In hepatology, NLP has facilitated significant advancements in disease identification and progression monitoring. Sada et al. combined NLP with ICD-9 codes to improve the identification of hepatocellular carcinoma cases from EHR data, significantly enhancing sensitivity and specificity, with an F2 score of 0.92 (71). Van Vleck et al. employed NLP to track disease progression in patients with non-alcoholic fatty liver disease (NAFLD), demonstrating superior sensitivity and F2 scores compared to traditional methods, effectively identifying disease progression from NAFLD to NASH or cirrhosis with sensitivity of 0.93 and an F2 score of 0.92 (30). Furthermore, Sherman et al. developed an NLP model capable of automatically scoring and classifying histological features found in pathology reports related to metabolic associated steatohepatitis (17).

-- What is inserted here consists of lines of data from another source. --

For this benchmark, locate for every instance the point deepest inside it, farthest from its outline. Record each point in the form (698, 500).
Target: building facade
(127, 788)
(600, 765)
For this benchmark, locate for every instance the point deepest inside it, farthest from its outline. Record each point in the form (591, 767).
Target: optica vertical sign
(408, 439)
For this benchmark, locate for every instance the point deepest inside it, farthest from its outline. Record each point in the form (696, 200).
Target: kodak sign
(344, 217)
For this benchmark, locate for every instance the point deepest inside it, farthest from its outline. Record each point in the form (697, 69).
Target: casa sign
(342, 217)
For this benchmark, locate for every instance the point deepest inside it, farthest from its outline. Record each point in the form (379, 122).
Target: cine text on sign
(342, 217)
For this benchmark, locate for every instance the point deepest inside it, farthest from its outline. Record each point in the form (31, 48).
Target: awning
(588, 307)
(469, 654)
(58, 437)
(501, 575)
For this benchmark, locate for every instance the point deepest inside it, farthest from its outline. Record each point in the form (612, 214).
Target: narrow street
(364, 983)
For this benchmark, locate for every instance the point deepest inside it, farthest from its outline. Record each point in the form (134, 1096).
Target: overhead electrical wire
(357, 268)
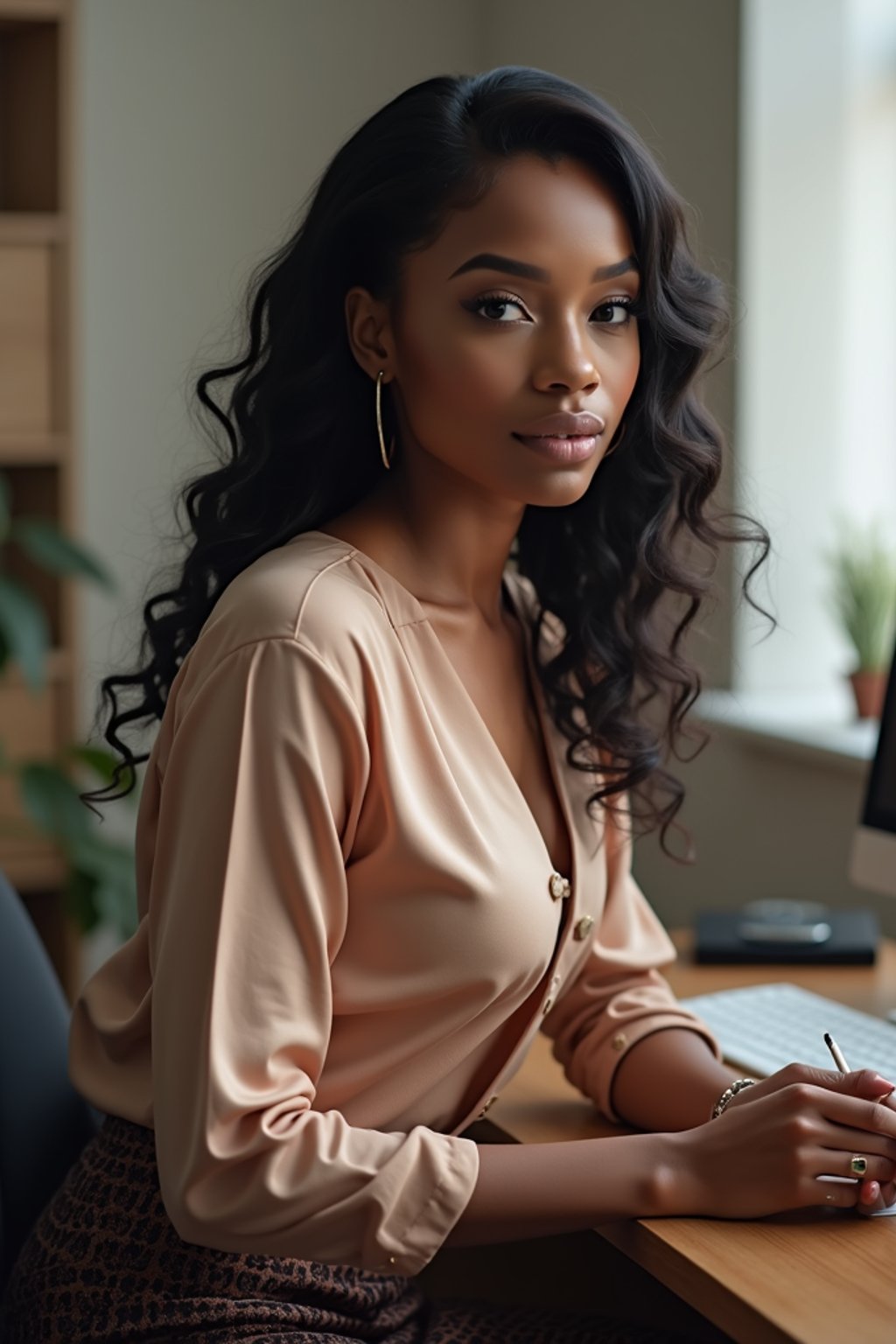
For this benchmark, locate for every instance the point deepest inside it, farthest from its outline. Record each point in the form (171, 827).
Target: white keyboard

The goal was to estimate the risk of progression towards cirrhosis. The model demonstrated high positive and negative predictive values, ranging from 93.5 to 100%, across various histological features (17). Importantly, this NLP model facilitated the creation of a large and quality-controlled cohort of MASLD patients (17).
Patient care
The patient care section is subdivided into two categories: patient management and communication, which comprises 13 studies, and clinical decision support, encompassing 9 studies.
Management and communication
This category explores the use of NLP and LLMs in facilitating communication and management.

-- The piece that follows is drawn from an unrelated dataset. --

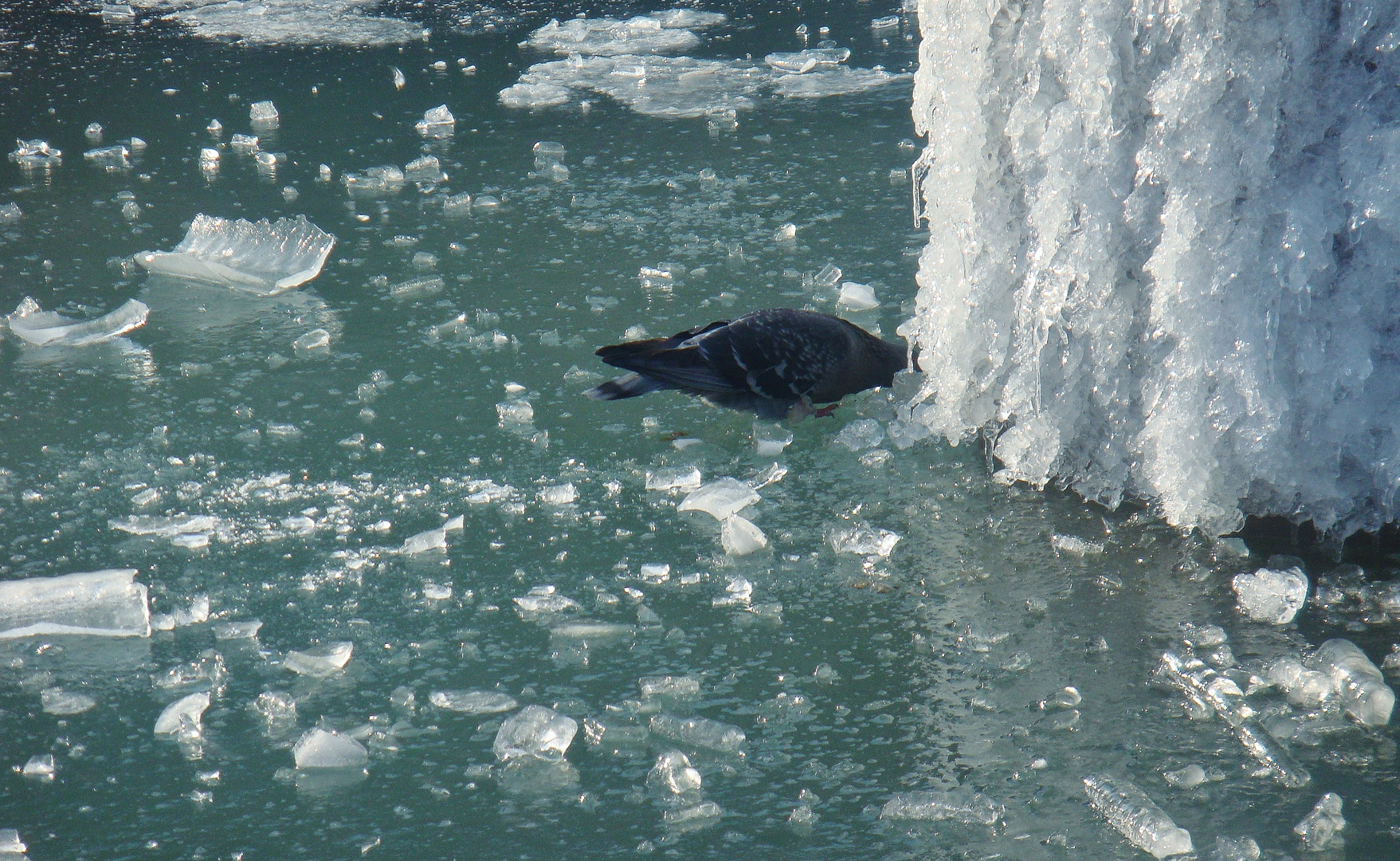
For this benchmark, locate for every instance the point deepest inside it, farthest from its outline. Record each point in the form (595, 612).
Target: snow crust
(1161, 252)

In gastroenterology, studies like Lahat et al. evaluated ChatGPT’s ability to answer real-life gastroenterology-related patient queries, achieving moderate effectiveness with accuracy scores ranging from 3.4 to 3.9 (47). Choo et al. reported an 86.7% concordance rate between ChatGPT’s recommendations for managing complex colorectal cancer cases and decisions made by multidisciplinary teams (39). Furthermore, Lim et al. demonstrated that a contextualized GPT-4 model provided accurate colonoscopy interval advice, significantly outperforming standard models by adhering closely to established guidelines (33). Imler et al. used the cTAKES system to achieve an 81.7% agreement with guideline-adherent colonoscopy surveillance intervals, substantially surpassing manual review accuracies (36). However, studies like Huo et al. and Atarere et al. indicated variability in ChatGPT’s performance, suggesting the need for enhancements in AI consistency and reliability (25, 44). In the area of IBD, Zand et al. developed an NLP model that categorized electronic dialog data, showing a 95% agreement with physician evaluations and underscoring the potential of automated chatbots in patient interaction (23). Sciberras et al. found ChatGPT to provide highly accurate (84.2%) and moderately complete responses to patient inquiries about IBD, with particular strengths in topics like smoking and medication (20).

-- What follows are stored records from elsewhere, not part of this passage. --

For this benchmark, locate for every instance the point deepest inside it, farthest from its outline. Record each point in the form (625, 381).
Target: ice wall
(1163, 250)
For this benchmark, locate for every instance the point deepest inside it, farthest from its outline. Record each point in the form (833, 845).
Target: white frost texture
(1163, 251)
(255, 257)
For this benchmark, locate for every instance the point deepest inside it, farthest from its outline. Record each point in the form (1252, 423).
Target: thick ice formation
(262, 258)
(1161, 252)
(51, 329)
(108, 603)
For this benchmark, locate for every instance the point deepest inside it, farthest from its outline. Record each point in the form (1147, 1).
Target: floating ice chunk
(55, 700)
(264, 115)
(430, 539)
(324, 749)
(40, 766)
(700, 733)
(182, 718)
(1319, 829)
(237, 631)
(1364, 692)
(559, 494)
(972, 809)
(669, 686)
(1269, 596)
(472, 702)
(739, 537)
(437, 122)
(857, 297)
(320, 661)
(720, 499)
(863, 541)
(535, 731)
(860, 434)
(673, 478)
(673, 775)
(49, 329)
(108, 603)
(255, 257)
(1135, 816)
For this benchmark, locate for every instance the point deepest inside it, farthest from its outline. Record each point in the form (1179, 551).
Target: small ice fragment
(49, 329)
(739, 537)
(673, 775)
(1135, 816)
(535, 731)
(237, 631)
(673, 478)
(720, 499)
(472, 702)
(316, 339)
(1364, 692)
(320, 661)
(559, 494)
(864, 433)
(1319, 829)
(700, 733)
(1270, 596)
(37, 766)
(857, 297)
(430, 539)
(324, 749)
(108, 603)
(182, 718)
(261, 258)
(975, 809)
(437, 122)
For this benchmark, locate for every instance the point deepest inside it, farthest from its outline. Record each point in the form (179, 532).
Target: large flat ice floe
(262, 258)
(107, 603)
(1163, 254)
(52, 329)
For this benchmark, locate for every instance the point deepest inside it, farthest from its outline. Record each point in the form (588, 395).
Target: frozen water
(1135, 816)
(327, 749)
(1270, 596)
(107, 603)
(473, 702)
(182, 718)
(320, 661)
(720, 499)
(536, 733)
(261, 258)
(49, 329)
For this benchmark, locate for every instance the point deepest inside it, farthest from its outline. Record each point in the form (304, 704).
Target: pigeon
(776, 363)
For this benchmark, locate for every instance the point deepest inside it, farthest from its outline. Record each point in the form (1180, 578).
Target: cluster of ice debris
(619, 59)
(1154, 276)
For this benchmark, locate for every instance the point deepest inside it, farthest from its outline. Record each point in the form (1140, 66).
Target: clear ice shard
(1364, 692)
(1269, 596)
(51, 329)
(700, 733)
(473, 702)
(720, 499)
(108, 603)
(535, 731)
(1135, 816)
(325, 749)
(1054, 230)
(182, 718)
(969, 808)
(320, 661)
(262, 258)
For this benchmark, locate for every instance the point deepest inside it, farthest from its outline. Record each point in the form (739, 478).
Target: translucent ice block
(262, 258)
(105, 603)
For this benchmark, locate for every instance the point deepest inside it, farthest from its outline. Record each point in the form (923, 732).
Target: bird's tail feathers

In hepatology, Yeo et al. tested GPT’s proficiency in delivering emotional support and accurate information on cirrhosis and hepatocellular carcinoma, achieving correct response rates of 79.1% for cirrhosis and 74% for carcinoma (29). Samaan et al. explored GPT’s effectiveness in Arabic, noting a 72.5% accuracy rate, though it was less accurate than its English counterpart, indicating disparities in language performance (34).
Clinical decision support
NLP models were tested for their accuracy and effectiveness in decision-making scenarios. For example, Kong et al. evaluated LLMs’ capability to provide counseling on Helicobacter pylori, noting that while accuracy was generally high (90% acceptable responses), completeness needed improvement (38). Li et al.’s integration of NLP with machine learning for predicting liver metastases showed impressive results with accuracy and F1 scores around 80.4% (24). The study by Becker et al. utilized an NLP pipeline tailored for German, achieving high precision and recall in guideline-based treatment extraction from clinical notes (64). Further, Wang et al.’s “DeepCausality” framework accurately assessed causal factors for drug-induced liver injuries, aligning well with clinical guidelines (41). Another significant study, Wagholikar et al., demonstrated that an NLP-powered clinical decision support system could assist in making guideline-adherent recommendations for colonoscopy surveillance, as it made optimal recommendations in 48 out of 53 cases (35).
Education and research
Five studies focused on this aspect. Generally, NLP and LLMs have demonstrated a promising capacity to enhance learning and knowledge dissemination. Benedicenti et al. explored the accuracy of ChatGPT in solving clinical vignettes against gastroenterologists, noting an initial 40% accuracy that improved to 65% over time, suggesting a potential for future clinical integration with continued advancements (56). Zhou et al. assessed GPT-3.5 and GPT-4 for their ability to provide consultation recommendations and analyze gastroscopy reports related to gastric cancer, with GPT-4 achieving 91.3% appropriateness and 95.7% consistency (48). Lahat et al. utilized GPT to generate research questions in gastroenterology, finding the questions relevant and clear but lacking in originality (46). Meanwhile, Gravina et al. highlighted the efficacy of ChatGPT 3.5 in medical education, as it outperformed Perplexity AI in residency exam questions with a 94.11% accuracy rate (32). Additionally, Pradhan et al. compared AI-generated patient educational materials on cirrhosis with human-derived content, finding no significant differences in readability or accuracy, though human materials were deemed more actionable (28).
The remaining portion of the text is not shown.